At a press conference on Wednesday following his meeting with Xi, Biden said the two countries had reached a series of agreements, including a commitment from China to reopen the military communication channels that Beijing had shut after then-US House Speaker Nancy Pelosi visited Taiwan in August 2022.

“We’re back to direct, open, clear . . . communication,” said Biden, who added that it was “important progress” in US-China relations.

The two sides also agreed to set up a counter-narcotics working group. Beijing agreed to curb the export of chemicals used to make fentanyl, a synthetic opioid that has sparked a deadly drug epidemic in the US.

Biden and Xi held roughly four hours of talks in what was their second in-person summit since the US president took office in 2021. They are attempting to steady turbulent US-China relations, which have descended to their lowest point since the countries established ties in 1979.

Biden said he had stressed to Xi the importance of “peace and stability” in the Taiwan Strait, but he sidestepped a question about whether he stood by his previous four statements that he would order the US military to defend Taiwan in the face of an attack by China. He also declined to say if Xi had made clear under what circumstances China would attack Taiwan.

Over the past three years, tensions have escalated over a range of issues. Washington has become increasingly concerned about Chinese military activity around Taiwan, the country’s rapidly expanding nuclear arsenal and its treatment of Uyghurs in Xinjiang.

China has raised concerns in return about US export controls and other measures that are designed to make it much harder for it to obtain cutting-edge US technology, such as chips for quantum computing and artificial intelligence, that also have military applications.

As the leaders greeted each other at the Filoli estate outside San Francisco, Biden said they had an obligation to ensure competition did not turn into conflict. Xi said that despite some “grave” problems, they should be “fully capable of rising above differences”.

“Planet Earth is big enough for the two countries to succeed,” Xi said.

China’s official state news agency Xinhua said the two sides also agreed to establish a dialogue on artificial intelligence and increase the number of commercial flights between the countries. Xinhua said Xi told Biden that his recent executive order restricting investment into China and sanctions “seriously damaged China’s legitimate interests”.

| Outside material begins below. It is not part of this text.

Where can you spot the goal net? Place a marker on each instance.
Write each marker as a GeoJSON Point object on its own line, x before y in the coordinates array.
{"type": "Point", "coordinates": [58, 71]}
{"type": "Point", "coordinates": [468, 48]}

“Suppressing Chinese technology equates to containing China’s high-quality development and depriving the Chinese people of their right to development,” Xi said, noting he hoped the US would take actions to remedy the policies and provide fair treatment to Chinese companies.

Xi said China had “no plans to surpass or replace the US, and the US should not intend to suppress or contain China”.

After their talks, which included a lunch, the leaders strolled around the grounds of the estate. Asked by reporters nearby how the talks went, Biden responded “well” after giving a thumbs-up gesture.

Biden said while the two countries had disagreements, Xi had always “been straight” with him. But asked at the press conference if he still viewed Xi as a “dictator” — a reference to a comment Biden made during the presidential campaign — he said Xi was a dictator “in a sense”.

The two leaders held their first in-person meeting a year ago on the sidelines of the G20 summit in Bali, Indonesia. At that meeting they also agreed on the need to resume high-level engagement to help ensure that coercion “did not veer into conflict”.

Their efforts were derailed three months later after a suspected Chinese spy balloon flew over North America and was shot down by the US military.

In recent months they have renewed engagement through a series of diplomatic activities, including a visit to Beijing by US secretary of state Antony Blinken and a reciprocal trip to Washington by Chinese foreign minister Wang Yi.

Ahead of the summit, US officials stressed that while there would be some more agreements, the aim of the meeting was to ensure there were top-level channels of communication to prevent misunderstandings and ensure they did not have a conflict.